CSIRO Land and Water (2018)

The Comprehensive Knowledge Archive Network (CKAN) is an open-source data catalogue for data management and discovery. It is used world-wide by research organisations and government agencies.

CSIRO was working with the Queensland Government's Geological Survey of Queensland (GSQ) to help them migrate their old data warehouse.

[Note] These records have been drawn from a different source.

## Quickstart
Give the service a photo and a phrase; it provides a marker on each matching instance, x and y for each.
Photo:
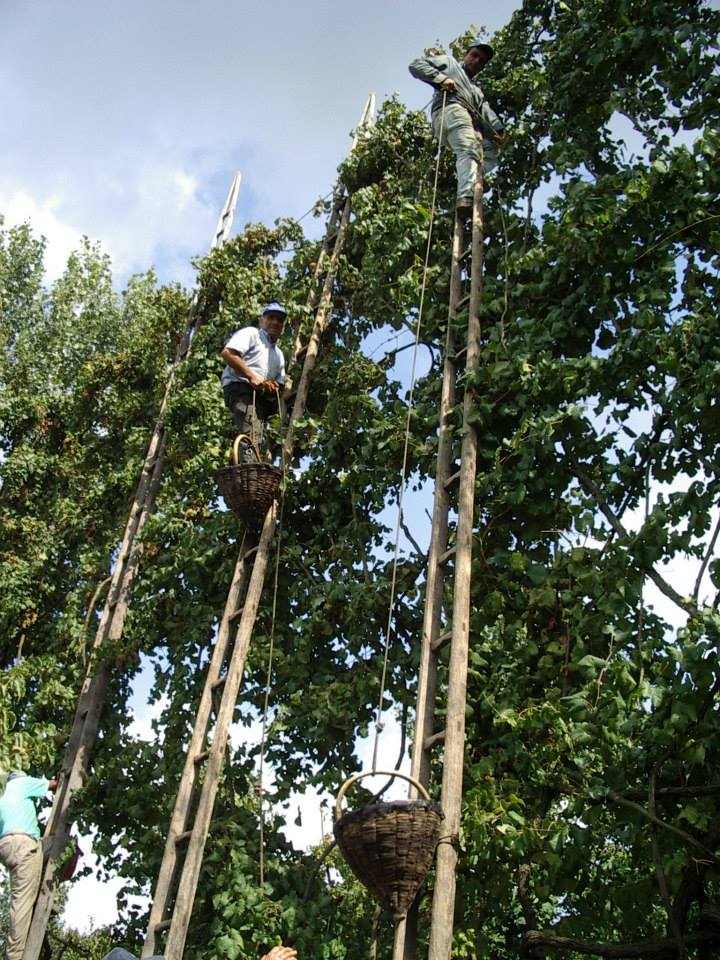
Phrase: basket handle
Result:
(236, 447)
(377, 773)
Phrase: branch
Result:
(686, 837)
(706, 560)
(420, 552)
(663, 586)
(706, 790)
(655, 949)
(660, 873)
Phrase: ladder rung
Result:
(431, 741)
(442, 641)
(444, 557)
(250, 553)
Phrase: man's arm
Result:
(430, 70)
(233, 359)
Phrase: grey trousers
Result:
(464, 140)
(247, 420)
(22, 855)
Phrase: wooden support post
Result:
(432, 619)
(444, 895)
(188, 780)
(181, 910)
(83, 734)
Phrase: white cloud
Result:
(18, 207)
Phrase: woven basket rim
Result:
(255, 467)
(392, 806)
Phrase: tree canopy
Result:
(591, 818)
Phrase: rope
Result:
(268, 679)
(388, 632)
(271, 650)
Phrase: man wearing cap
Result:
(20, 851)
(466, 120)
(254, 375)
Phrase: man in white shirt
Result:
(254, 375)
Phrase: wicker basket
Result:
(390, 846)
(249, 488)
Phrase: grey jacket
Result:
(434, 70)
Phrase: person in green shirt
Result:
(20, 851)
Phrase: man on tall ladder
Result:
(21, 851)
(461, 112)
(254, 375)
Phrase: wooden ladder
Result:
(177, 881)
(451, 628)
(83, 734)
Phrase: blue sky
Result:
(125, 121)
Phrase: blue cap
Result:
(479, 42)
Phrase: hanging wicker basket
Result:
(389, 846)
(249, 488)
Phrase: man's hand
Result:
(281, 953)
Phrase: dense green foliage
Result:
(591, 807)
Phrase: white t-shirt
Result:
(264, 357)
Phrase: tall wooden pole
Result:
(444, 894)
(83, 735)
(178, 923)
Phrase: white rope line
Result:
(403, 476)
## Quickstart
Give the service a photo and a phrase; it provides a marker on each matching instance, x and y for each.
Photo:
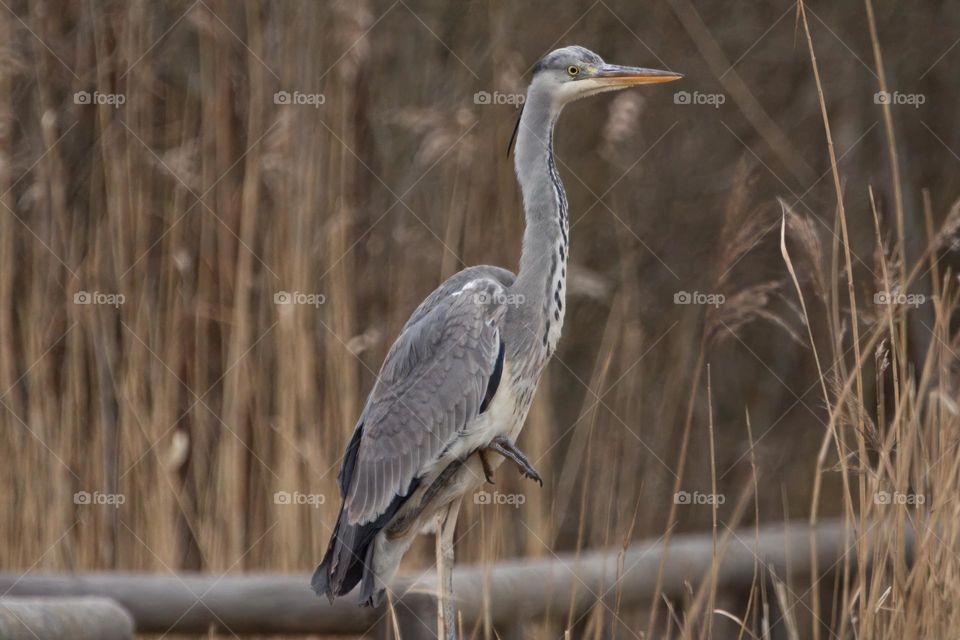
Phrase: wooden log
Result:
(64, 619)
(518, 590)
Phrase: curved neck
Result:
(543, 261)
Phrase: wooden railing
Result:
(508, 592)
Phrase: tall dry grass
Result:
(199, 199)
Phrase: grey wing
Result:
(431, 385)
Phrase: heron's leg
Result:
(487, 470)
(509, 450)
(446, 610)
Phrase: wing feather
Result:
(430, 387)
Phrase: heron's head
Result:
(572, 73)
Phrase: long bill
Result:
(617, 75)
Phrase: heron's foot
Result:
(510, 451)
(487, 471)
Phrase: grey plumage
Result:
(460, 378)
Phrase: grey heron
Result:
(456, 386)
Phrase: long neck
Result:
(543, 262)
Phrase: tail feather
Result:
(349, 557)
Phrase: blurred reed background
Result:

CKAN was the chosen data catalogue to list GSQ's boreholes, seismic, and geochemistry data. The CKAN scheming extension was used to provide custom schemas tailored for GSQ's specialised datasets.

A custom theme of CKAN was also created with Queensland Government's branding. Further functionality like exposing the CKAN datasets with RDF (DCAT) metadata was also created and mapped to the specialised GSQ datasets.

Location Integration Capability

CSIRO Land and Water (2018)

I was part of the technical infrastructure team in constructing Australia's first distributed, large-scaled, linked data knowledge graph, to solve data interoperability issues across whole of government.

A set of core location-based datasets, the Geocoded National Addresse File (G-NAF), Australian Statistical Geography Standard (ASGS), and the Australian Hydrological Geospatial Fabric (Geofabric) were first transformed from tabular data to RDF, and subsequently redistributed as Linked Data online.

The three primary location-based datasets acted as the spine of the knowledge graph. The idea was that as long as a new dataset had a relationship (edge of a graph) to one of the primary datasets, then cross-querying across the whole knowledge graph was possible. The new edges were formed by defining relationships between the individual datasets with linksets.

During my time working on this project, I also helped recreate the Persistent Identifier Service. This service is now managed by the Australian Linked Data Working Group (AGLDWG).

LODE 2

CSIRO Land and Water (2018)

OWL ontologies are created using the RDF data model and often serialised as one of the following formats, text/turtle, application/rdf+xml, or application/n-triples. These formats are generally not very human-readable as they are designed for computers to understand. This often creates a technical barrier for the ontologist to communicate their model effectively to their users.

LODE is a tool to parse ontologies and output them as human-readable web documents.

Though LODE provided a free online service for document generation, the server which it was often down and out of action. Efforts of deploying an instance of LODE was also out of luck as the codebase did not work out of the box.

I was tasked with fixing the issues impeding the deployment of LODE as well as improving some of the functionality of LODE, such as embedding WebVOWL to display a visual graph representation of an ontology.

See LODE 2 online in use by the AGLDWG.